Ils
ne s'occupent que de nous, c'est entendu ; nous sommes leurs dieux et
leurs démons, leurs rêves et leurs cauchemars ; leur minutieux quotidien
et la totalité de leur vie. Néanmoins, parfois, chez le maître,
point le soupçon qu'il n'a pas l'importance qu'il se donne, qu'au fond…
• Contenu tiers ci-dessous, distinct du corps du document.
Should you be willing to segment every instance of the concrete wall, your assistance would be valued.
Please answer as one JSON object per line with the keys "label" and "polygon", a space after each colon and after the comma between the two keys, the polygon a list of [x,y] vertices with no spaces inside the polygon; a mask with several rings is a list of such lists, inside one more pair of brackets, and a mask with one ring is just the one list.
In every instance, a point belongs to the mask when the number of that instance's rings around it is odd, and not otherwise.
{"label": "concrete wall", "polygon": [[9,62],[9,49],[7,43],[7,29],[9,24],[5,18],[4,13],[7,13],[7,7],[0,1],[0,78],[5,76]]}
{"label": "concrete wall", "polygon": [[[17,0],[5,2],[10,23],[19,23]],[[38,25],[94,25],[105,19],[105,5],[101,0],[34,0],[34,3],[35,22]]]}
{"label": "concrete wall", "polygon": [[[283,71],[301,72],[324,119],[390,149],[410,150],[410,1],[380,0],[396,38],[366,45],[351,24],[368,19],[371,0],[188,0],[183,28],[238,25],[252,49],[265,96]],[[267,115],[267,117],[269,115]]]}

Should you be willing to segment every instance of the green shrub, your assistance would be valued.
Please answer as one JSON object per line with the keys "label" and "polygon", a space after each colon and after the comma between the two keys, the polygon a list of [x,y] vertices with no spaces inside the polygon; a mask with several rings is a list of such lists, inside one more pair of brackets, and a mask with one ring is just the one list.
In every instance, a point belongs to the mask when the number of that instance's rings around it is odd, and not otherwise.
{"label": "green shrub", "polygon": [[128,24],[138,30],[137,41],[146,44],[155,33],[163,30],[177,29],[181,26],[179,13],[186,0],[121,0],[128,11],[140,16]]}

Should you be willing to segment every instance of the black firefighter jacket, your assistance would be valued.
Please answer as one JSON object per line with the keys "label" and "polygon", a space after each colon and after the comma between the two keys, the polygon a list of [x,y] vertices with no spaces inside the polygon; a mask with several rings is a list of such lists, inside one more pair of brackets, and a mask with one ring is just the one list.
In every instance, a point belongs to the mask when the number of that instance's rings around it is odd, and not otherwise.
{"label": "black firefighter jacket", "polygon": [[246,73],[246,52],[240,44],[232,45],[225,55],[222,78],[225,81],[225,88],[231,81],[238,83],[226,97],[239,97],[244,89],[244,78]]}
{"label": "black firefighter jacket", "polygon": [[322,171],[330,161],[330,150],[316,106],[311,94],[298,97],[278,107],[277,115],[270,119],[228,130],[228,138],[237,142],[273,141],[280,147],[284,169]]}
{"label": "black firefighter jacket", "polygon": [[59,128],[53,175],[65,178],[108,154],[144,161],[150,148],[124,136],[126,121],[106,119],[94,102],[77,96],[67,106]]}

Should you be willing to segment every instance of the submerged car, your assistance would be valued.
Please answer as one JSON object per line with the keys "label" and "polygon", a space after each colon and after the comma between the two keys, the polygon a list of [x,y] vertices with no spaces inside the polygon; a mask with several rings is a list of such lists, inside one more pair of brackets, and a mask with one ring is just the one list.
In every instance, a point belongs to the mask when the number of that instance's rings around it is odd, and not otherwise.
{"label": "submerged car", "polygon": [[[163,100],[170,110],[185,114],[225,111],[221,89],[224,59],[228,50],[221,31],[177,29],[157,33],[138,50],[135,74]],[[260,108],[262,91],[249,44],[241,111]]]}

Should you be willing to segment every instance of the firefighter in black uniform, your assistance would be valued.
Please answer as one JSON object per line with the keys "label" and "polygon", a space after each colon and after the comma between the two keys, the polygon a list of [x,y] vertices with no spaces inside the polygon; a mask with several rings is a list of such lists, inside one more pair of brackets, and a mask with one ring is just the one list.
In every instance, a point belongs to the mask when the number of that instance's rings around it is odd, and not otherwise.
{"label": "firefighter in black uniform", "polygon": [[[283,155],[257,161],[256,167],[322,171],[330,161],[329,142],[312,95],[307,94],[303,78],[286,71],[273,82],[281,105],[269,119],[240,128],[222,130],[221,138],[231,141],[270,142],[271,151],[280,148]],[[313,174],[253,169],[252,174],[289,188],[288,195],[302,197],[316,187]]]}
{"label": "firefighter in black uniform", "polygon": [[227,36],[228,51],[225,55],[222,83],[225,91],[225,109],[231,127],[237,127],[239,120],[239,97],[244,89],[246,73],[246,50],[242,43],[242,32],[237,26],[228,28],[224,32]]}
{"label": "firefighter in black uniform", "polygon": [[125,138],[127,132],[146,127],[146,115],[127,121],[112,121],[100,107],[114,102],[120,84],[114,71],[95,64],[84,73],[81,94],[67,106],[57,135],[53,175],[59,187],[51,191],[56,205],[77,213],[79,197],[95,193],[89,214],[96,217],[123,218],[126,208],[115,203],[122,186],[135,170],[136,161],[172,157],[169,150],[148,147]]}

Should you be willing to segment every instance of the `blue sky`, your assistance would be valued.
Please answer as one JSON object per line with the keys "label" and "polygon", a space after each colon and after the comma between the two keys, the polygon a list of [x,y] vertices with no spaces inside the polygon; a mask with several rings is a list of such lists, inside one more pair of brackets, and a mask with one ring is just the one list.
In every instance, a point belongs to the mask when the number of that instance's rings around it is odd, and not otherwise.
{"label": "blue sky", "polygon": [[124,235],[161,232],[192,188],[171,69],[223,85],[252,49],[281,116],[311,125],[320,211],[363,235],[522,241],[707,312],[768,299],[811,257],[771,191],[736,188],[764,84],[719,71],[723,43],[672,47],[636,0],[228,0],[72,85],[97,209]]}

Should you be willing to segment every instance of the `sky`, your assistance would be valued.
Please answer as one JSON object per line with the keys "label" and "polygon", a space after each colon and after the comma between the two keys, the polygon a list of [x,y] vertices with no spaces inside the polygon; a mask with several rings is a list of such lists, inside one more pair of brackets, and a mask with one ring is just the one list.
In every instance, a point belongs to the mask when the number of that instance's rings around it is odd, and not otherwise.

Et si nos chiens se moquaient absolument de nous, mais, par une sorte
d'indulgence longanime, s'appliquaient à ne nous le faire pas voir ? Le
soir, par exemple. Ils sont là, autour de vous, dans les paniers ou sur
les tapis respectifs, ils dorment ou reposent, font semblant de l'un ou
de l'autre, qu'importe : ils sont tranquilles.
Et alors,
vous mettez de la musique ; je veux dire que, pour eux, vous produisez
soudain du bruit. Qu'importe ce qui sort de vos haut-parleurs – la
sonate D 960 de Schubert, Claude François, Stockhausen, Charlie Parker,
Guillaume de Machaut, Léo Ferré, ou même cette vomissure de nègre
décérébré et violent qu'on nomme rap –, vos chiens s'en foutent, ils ne bougeront pas une oreille, qu'ils ont pourtant fine. Vous pouvez monter le son : aucune réaction ; ils sont ailleurs tout en étant là, et vigilants : ils n'entendent
pas ce qui vous ravit, ils doivent sans doute se concentrer sur autre
chose, sur un essentiel qui nous échappe plus ou moins. Leur essentiel,
c'est nous ; mais pas du tout ce qui nous occupe et nous distrait.